I see it as a facet of adoption just like any other. There is a LOT of intersectionality here. People can be adoptees but not infant adoptees, or transracial adoptees, or late-discovery adoptees, all of which come with unique sets of issues. No two experiences will be identical. I recognize I cannot speak for transracial adoptees, for example, and so, I know not to minimize their experiences by pretending mine is just like theirs. I don’t have x, y, or z issues.

Women’s Rights

The topic of abortion and it’s intersectionality with adoption comes up often in adoption groups as it does in religious groups, especially those that are strong anti-abortion.  Because every baby that isn’t aborted is a potential baby for sale to someone, usually a couple, who can afford to buy the baby.  And money is always involved.

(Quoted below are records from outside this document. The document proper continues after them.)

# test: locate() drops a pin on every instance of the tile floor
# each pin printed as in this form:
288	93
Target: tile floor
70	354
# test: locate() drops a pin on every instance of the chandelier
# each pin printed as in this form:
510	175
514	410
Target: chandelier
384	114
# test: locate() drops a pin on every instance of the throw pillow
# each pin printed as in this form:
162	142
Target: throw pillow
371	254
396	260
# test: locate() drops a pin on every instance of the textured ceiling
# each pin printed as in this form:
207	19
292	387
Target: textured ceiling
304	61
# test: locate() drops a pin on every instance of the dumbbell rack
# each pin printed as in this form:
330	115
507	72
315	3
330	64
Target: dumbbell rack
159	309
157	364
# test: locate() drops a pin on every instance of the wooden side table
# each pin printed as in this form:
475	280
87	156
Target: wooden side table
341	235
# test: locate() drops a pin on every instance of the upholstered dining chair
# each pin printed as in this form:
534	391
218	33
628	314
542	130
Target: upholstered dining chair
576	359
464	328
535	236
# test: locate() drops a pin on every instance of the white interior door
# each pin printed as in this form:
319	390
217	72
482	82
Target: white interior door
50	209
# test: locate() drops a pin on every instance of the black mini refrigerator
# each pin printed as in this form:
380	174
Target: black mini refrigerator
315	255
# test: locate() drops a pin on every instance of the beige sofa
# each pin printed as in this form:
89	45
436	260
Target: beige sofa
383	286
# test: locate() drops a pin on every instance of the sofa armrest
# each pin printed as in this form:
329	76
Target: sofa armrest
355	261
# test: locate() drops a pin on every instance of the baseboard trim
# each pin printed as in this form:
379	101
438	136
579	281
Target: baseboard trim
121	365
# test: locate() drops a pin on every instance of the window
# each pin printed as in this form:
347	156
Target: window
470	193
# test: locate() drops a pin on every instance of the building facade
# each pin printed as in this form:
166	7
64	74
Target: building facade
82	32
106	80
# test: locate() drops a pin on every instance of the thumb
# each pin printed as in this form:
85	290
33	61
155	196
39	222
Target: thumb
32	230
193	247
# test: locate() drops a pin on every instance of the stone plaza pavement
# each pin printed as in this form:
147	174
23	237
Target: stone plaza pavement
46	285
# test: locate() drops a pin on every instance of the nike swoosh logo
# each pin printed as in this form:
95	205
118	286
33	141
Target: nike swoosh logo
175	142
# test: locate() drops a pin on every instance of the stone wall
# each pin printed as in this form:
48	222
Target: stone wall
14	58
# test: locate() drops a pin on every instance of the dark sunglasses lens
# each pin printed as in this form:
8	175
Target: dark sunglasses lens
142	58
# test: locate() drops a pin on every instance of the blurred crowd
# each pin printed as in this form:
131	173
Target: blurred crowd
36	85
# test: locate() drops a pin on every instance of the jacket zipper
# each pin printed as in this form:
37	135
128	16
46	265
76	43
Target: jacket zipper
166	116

Throughout history, men have made decisions about what a woman is allowed to do.  It goes back to biblical texts that support a patriarchy.  Most women of at least a certain mature age have spent a great deal of their life dealing with men who feel an entitlement to a woman’s body in one manner or another.  And throughout history, men have impregnated woman with no sense of responsibility for any conceptions that occur afterwards.

Abortion often comes up in conjunction with infertility.  Infertility has EVERYTHING to do with adoption. Abortion is also a topic discussed in a pro-choice adoption community group. Hopeful adoptive parents use their infertility to complain about abortion.

The most enlightened point of view is just because I can’t have kids, doesn’t mean another woman can’t decide whats best for her body, mind and soul.  I will always defend a woman’s rights – not just to determine whether to carry a pregnancy to term but for equal pay, for the right to be respected when she refuses to have sex with a man and to be free of the violence of domestic abuse.

In response to someone clearly pro-Life in my adoption group, one woman wrote – I am an adoptive parent who had fertility issues. While I would never choose abortion for myself, I will never judge a woman who does. That’s not my job. I leave all judgement to God.

As someone who had an abortion, that I still think actually was the right choice for my own self and for my male partner at the time, it is not an easy thing to live with.  It’s not “God” who judges me, but my own self, and I have reflected on it deeply many many times.  The pro-Life narrative that one can’t avoid doesn’t help with the paradox of believing in a human life developing in the womb and still making the decision that the life is not what is best for one’s self given one’s personal circumstances.

One woman wrote – I’ve been struggling with infertility for three years. It sucks. But I’m still very pro-choice. My struggle to get pregnant will never mean anyone else should be forced to go through a pregnancy.

A pregnancy is a long term commitment – 9 months – which is almost an entire year.  It impacts one’s ability to live their life according to their own trajectory.  If a woman carries the baby to term and then given it up for adoption, the impacts of that decision last a lifetime for the woman and for her child – and they are not happy impacts, even in the best of circumstances.  Like any horrific trauma, both may learn to live with it.  When a woman chooses an abortion, it is not the preferred choice, which would have been not to become pregnant to begin with.  In my case, work that kept me away from my pharmacy, meant I was late beginning that month’s birth control.

I also support society coming to the financial and emotion aid of any woman who carries a baby to term and wants to parent that child.  That is the intersection point where the trauma of mother and child separations could be prevented.  If one’s belief is in God, then perhaps the best perspective for a pro-Life woman dealing with infertility is that God chose not to make them a parent.  Acceptance, in other words.